Claudia Rankine - "Just Us: An American Conversation" - Virtual Event

Thursday, September 24, 2020 - 7:00pm - 8:00pm
Event Presenter/Author: 
Claudia Rankine

Claudia Rankine will discuss Just Us: An American Conversation. She will be joined in conversation by Eula Biss.

Presented in partnership with Chicago Humanities Festival

Virtual event

REGISTER HERE

About the book: As everyday white supremacy becomes increasingly vocalized with no clear answers at hand, how best might we approach one another? Claudia Rankine, without telling us what to do, urges us to begin the discussions that might open pathways through this divisive and stuck moment in American history. Just Us is an invitation to discover what it takes to stay in the room together, even and especially in breaching the silence, guilt, and violence that follow direct addresses of whiteness. This brilliant arrangement of essays, poems, and images includes the voices and rebuttals of others: white men in first class responding to, and with, their white male privilege; a friend’s explanation of her infuriating behavior at a play; and women confronting the political currency of dying their hair blond, all running alongside fact-checked notes and commentary that complements Rankine’s own text, complicating notions of authority and who gets the last word. Sometimes wry, often vulnerable, and always prescient, Just Us is Rankine’s most intimate work, less interested in being right than in being true, being together.
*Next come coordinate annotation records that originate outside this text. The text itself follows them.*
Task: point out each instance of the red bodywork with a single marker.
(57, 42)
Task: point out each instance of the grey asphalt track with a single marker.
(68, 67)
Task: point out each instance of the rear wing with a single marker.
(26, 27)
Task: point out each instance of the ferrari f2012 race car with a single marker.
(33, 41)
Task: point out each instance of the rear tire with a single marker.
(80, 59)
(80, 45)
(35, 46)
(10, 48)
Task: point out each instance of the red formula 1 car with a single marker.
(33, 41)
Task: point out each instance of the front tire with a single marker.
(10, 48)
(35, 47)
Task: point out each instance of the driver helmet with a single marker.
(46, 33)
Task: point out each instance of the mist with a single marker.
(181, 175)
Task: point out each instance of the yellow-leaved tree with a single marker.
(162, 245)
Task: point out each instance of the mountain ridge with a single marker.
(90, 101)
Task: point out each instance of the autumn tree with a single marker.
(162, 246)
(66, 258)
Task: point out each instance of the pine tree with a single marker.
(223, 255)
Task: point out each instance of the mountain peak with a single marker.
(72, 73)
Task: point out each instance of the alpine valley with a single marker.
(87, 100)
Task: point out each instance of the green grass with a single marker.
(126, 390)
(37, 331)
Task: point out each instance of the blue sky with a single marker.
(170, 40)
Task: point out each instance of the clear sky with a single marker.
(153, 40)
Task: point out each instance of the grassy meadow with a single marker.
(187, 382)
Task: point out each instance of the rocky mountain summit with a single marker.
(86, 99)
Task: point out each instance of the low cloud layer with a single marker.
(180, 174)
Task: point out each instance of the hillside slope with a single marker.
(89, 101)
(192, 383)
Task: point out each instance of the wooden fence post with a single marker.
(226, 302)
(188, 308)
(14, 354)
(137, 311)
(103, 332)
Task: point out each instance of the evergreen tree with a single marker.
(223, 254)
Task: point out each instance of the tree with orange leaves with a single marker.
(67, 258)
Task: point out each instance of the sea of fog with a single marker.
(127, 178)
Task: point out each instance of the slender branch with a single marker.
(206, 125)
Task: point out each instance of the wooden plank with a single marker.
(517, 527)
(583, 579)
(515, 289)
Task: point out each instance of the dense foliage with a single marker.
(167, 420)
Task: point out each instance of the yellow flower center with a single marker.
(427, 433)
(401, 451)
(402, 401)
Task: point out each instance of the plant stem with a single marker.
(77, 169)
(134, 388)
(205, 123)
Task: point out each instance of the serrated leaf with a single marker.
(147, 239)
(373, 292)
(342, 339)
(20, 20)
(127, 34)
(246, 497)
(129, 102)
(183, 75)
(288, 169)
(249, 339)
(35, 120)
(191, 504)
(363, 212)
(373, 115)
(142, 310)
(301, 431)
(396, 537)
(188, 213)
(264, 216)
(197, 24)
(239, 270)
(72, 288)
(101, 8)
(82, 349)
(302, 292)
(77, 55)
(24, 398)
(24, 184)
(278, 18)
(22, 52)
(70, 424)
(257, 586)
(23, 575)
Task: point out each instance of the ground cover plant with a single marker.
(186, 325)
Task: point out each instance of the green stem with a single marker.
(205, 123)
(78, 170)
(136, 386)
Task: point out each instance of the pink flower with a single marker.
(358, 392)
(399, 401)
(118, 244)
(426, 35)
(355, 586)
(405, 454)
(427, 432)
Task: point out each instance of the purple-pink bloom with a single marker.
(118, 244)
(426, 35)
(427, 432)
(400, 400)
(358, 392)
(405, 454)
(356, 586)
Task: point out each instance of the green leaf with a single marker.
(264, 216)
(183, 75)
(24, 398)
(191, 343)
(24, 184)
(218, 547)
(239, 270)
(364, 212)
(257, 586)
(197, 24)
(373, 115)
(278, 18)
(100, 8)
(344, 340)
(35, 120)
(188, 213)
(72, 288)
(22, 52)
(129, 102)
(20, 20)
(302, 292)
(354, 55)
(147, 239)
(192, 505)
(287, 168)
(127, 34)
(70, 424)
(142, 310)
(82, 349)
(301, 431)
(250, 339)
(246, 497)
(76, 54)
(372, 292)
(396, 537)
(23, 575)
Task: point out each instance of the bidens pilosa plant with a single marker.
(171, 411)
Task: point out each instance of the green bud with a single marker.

About the author: Claudia Rankine is the author of five collections of poetry including Citizen: An American Lyric and Don’t Let Me Be Lonely; two plays including Provenance of Beauty: A South Bronx Travelogue; and is the editor of several anthologies including The Racial Imaginary: Writers on Race in the Life of the Mind. She also co-produces a video series, “The Situation,” alongside John Lucas, and is the founder of the Open Letter Project: Race and the Creative Imagination.

About the interlocutor: Eula Biss is the author of four books, including Having and Being Had and The New York Times bestseller On Immunity: An Inoculation, which was named one of the 10 Best Books of 2014 by The New York Times Book Review, and Notes from No Man’s Land: American Essays, which won the National Book Critics Circle Award for criticism. Her work has appeared in The Guardian, Harper’s, The New York Times, The Believer, and elsewhere, and has been supported by an NEA Literature Fellowship, a Howard Foundation Fellowship, and a Guggenheim Fellowship.